Moreover, to tackle overall healthcare costs, a good idea is to contribute to a health savings account (HSA) in your working years as these are highly tax advantaged. The contributions you make will be deducted from your taxable income and your earnings will grow tax free. To add to it, you can even make tax free withdrawals for qualified healthcare expenses. However, you need to have a high-deductible healthcare plan in place to be eligible to put your money in an HSA.

Housing: Data from several sources have shown that housing expenses occupy the lion’s share of household expenditures throughout a person’s lifetime. Although an analysis of the Bureau of Labor Department’s consumer expenditure survey data for 2017 shows a steady decline in average annual housing expenses as a person ages, the individual numbers are quite massive when compared to expenses on other items.

For instance, average annual housing expenditures for people under the age of 55 stands at $19,220. The same for people within the age group of 55-64 slides to $17,397 and further to $15,223 for those in the age group of 65-74. Meanwhile, those individuals above the age of 75 spend approximately $13,190 on housing.

The down-trending figures reflect that retirees are perhaps well prepared to overcome the hefty costs associated with housing through downsizing or relocating to more economical places within the country or abroad. Another factor that supports the decline in housing costs is that retirees are most likely to have paid off their mortgage.

So, what accounts for the inflated figures? Despite moving to a smaller apartment in a cheaper locale and paying off your mortgage on time, costs associated with property taxes, insurance, utilities, repairs and maintenance are inevitable and these can be quite overwhelming.

Taxes: Taxes are pretty much unavoidable, even in retirement. The biggest source of retirement income — social security — is taxable in most cases up to 85% of the benefit. Moreover, income from traditional 401(k) or IRA accounts will be taxed at the regular income tax rate. Even your pension income will not be free from taxation.

You can expect to not be taxed on social security benefits if that is your sole source of income. Also, if you have money stacked in Roth retirement accounts, you can get tax-free withdrawals since these were funded with post tax dollars. However, the account must be open for at least five years before you are eligible for it.

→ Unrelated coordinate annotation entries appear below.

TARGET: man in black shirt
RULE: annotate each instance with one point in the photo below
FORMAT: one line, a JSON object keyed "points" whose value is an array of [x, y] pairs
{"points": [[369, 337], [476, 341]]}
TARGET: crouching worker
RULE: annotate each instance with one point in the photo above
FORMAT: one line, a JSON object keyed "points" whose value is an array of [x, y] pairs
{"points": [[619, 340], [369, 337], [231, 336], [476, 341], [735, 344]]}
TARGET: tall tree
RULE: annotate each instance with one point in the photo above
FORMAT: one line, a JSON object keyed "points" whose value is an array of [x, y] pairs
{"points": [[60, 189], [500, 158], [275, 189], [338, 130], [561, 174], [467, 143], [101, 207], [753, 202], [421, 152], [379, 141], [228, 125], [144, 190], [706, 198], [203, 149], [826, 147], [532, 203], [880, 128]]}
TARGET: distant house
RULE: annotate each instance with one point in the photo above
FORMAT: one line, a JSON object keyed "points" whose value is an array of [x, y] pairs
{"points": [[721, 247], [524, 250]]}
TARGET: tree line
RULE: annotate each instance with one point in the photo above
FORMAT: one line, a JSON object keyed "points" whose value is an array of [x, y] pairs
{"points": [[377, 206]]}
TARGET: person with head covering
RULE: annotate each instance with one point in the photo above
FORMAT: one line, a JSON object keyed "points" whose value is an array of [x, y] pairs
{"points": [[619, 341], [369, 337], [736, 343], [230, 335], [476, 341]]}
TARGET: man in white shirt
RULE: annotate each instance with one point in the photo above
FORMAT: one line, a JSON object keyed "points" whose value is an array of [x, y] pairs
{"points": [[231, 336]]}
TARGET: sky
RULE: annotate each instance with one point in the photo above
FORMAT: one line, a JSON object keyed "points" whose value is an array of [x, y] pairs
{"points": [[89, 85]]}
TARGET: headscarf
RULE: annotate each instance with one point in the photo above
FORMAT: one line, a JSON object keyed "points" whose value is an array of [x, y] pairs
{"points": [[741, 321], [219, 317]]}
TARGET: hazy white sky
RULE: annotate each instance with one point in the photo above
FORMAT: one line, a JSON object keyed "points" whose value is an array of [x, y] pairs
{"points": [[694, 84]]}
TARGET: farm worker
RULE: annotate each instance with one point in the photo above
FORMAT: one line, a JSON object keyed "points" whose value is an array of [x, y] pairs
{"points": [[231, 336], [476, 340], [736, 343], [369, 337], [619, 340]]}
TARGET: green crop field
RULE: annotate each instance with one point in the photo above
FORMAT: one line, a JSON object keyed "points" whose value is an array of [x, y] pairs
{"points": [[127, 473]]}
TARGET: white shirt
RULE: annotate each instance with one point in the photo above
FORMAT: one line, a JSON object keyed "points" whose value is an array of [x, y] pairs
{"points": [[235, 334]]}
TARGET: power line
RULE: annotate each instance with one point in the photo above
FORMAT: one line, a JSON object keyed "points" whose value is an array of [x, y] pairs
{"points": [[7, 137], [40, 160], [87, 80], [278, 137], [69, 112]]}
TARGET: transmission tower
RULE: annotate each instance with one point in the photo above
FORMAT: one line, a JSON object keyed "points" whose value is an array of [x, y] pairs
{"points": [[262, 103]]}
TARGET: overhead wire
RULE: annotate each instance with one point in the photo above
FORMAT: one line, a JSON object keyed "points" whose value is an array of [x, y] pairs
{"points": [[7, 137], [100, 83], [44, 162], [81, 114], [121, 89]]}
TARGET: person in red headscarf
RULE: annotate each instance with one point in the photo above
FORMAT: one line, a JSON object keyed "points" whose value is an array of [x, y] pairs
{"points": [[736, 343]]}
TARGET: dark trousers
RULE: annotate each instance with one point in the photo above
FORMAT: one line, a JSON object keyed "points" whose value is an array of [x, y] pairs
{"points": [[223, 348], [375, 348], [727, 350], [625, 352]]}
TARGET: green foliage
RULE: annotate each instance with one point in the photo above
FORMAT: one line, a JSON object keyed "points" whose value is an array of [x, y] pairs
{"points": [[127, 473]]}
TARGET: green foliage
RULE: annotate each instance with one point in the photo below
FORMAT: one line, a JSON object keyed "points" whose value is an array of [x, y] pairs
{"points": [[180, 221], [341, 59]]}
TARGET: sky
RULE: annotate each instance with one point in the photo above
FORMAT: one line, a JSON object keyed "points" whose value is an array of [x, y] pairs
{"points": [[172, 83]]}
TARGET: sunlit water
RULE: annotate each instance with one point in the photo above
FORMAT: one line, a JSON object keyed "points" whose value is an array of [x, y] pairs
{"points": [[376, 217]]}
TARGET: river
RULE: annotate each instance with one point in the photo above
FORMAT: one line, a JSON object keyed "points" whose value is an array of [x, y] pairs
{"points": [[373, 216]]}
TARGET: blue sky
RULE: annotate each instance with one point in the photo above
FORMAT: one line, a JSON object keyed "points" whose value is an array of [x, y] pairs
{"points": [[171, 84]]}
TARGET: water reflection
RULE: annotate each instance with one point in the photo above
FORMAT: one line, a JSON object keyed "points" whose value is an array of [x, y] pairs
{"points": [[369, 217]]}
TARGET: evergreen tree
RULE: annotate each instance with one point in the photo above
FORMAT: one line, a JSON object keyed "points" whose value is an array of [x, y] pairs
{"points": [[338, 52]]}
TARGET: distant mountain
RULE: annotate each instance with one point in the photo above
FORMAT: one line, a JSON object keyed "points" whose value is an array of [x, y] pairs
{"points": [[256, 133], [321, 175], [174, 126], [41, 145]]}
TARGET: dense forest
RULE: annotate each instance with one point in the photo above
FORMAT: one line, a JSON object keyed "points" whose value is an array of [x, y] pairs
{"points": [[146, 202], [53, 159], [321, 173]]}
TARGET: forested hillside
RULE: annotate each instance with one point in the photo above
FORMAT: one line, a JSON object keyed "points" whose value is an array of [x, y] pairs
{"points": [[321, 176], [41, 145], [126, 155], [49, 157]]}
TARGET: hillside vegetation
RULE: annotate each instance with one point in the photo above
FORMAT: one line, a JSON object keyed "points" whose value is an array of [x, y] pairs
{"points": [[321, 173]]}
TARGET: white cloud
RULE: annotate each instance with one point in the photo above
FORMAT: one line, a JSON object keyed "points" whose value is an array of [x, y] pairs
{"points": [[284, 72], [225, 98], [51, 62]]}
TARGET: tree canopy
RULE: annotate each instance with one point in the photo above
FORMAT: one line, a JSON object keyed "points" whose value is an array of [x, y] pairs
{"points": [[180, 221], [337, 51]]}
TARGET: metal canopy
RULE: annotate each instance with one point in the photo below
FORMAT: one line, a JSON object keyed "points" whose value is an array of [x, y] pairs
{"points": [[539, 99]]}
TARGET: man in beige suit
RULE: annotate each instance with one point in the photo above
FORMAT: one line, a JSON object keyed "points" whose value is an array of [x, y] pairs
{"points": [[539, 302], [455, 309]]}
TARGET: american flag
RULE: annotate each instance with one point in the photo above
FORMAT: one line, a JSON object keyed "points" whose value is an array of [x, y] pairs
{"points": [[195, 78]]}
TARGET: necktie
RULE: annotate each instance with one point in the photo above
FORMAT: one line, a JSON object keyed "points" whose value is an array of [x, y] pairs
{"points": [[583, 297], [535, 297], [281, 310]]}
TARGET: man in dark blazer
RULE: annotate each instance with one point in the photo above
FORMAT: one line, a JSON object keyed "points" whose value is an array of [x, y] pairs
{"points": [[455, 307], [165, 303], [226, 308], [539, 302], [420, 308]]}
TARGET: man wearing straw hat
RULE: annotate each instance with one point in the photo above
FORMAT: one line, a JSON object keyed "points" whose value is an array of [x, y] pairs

As most Americans have several sources of retirement income, heavy tax expenses in retirement is quite the norm. But there are various ways in which you can reduce your tax bills in retirement. One such way is to convert your traditional 401(k) or IRA accounts into a Roth IRA, which does not tax your withdrawals. Also, traditional 401(k)s and IRAs require you to take the required minimum distribution (RMD) past the age of 70 ½, under which you will be taxed on the amount withdrawn. However, Roth IRAs do not involve RMDs.